Along the old Spanish borderlands provinces from Florida to California an occasional voice is heard asserting that this site or that was the first permanent Spanish settlement in the United States – a claim often made in Santa Fe, New Mexico which was founded in 1610 – or that it was the place where the first thanksgiving took place. An example of the latter claim appeared last year in the New York Times, which, while recounting the colonizing expedition of Juan de Oñate from Mexico City into what became New Mexico, stated that celebrations of Oñate’s party in 1598 “are considered [the Times did not say by whom] the United States’ first Thanksgiving.”

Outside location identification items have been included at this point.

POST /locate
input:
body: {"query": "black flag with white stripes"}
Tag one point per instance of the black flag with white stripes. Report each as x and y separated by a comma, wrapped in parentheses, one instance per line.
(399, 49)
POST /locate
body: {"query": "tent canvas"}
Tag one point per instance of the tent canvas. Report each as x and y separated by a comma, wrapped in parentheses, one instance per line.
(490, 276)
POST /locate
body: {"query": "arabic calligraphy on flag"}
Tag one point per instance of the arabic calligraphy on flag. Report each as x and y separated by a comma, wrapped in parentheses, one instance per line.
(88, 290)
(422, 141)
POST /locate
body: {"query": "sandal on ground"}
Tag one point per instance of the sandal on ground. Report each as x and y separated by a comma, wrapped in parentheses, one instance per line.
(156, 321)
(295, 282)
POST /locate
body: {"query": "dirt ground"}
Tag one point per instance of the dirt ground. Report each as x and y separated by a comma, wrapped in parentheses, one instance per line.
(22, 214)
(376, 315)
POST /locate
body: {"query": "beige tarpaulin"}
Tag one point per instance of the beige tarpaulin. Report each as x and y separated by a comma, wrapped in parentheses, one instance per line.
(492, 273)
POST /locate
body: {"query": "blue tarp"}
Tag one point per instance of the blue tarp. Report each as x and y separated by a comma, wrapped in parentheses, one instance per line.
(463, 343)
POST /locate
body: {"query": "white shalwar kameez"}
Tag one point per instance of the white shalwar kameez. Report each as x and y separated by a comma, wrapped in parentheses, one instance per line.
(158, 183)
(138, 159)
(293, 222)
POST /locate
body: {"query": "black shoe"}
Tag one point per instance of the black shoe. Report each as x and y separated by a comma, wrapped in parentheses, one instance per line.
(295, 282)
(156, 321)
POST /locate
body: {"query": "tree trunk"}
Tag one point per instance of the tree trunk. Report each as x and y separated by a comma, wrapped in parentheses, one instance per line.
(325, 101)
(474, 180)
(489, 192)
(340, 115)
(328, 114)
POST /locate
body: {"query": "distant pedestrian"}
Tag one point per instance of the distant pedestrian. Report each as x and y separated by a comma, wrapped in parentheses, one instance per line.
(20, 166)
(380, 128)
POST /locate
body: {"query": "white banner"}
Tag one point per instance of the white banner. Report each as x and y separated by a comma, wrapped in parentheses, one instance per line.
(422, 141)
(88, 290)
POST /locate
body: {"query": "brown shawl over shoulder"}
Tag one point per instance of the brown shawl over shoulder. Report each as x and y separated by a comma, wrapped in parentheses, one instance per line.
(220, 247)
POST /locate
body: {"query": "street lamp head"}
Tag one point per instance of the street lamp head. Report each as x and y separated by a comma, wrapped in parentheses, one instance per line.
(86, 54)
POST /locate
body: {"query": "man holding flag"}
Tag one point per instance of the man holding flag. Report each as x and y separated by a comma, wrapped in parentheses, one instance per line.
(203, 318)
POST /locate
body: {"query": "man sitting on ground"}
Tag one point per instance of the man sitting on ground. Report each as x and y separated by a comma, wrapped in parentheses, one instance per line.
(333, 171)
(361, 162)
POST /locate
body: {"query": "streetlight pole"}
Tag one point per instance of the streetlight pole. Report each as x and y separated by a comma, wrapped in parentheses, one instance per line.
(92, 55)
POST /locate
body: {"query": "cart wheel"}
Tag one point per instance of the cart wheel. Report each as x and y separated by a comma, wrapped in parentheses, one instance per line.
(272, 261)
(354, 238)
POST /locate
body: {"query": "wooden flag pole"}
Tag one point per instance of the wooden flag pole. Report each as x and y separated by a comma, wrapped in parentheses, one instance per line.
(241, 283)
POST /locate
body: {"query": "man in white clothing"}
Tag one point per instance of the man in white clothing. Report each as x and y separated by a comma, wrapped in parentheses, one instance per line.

The historical fact remains that St. Augustine’s thanksgiving not only came earlier; it was the first to take place in a permanent settlement. The Ancient City deserves national notice for that distinction.
Perhaps most of New England is now willing to concede as much, though that was not the case in November 1985, when an Associated Press reporter built a short Thanksgiving Day story around my aforesaid sentence of 20 years before in The Cross in the Sand. When his story appeared in Boston and other papers, New England went into shock. WBZ-TV in Boston interviewed me live by satellite for its 6:00 p.m. regional news program.
The newsman told me that all of Massachusetts was “freaked out,” and that, as he spoke, “the Selectmen of Plymouth are holding an emergency meeting to contend with this new information that there were Spaniards in Florida before there were Englishmen in Massachusetts.”
I replied, “Fine. And you can tell them for me that, by the time the Pilgrims came to Plymouth, St. Augustine was up for urban renewal.”
The somewhat rattled chairman of the Selectmen was quoted as saying: “I hate to take the wind out of the professor’s sails, but there were no turkeys running around in Florida in the 1500s. But there may be a few loose ones down there now at the University of Florida.” So there!
Within a few days of the tempest a reporter from the Boston Globe called to tell me that throughout Massachusetts I had become known as “The Grinch Who Stole Thanksgiving.”
Well, let’s hope that everyone up north has settled down now.
And let’s enjoy all our Thanksgivings whenever and wherever they first began.
Dr. Michael V. Gannon is a Distinguished Service Professor of History at the University of Florida. He has had a long interest in the early Spanish missions of Florida about which he has written extensively. Two of his books, Rebel Bishop (1964) and The Cross in the Sand (1965) treat of the early history of this state.
In 1990, Juan Carlos I, King of Spain, conferred on Dr. Gannon the highest academic honor of that nation, Knight Commander of the Order of Isabel la Católica.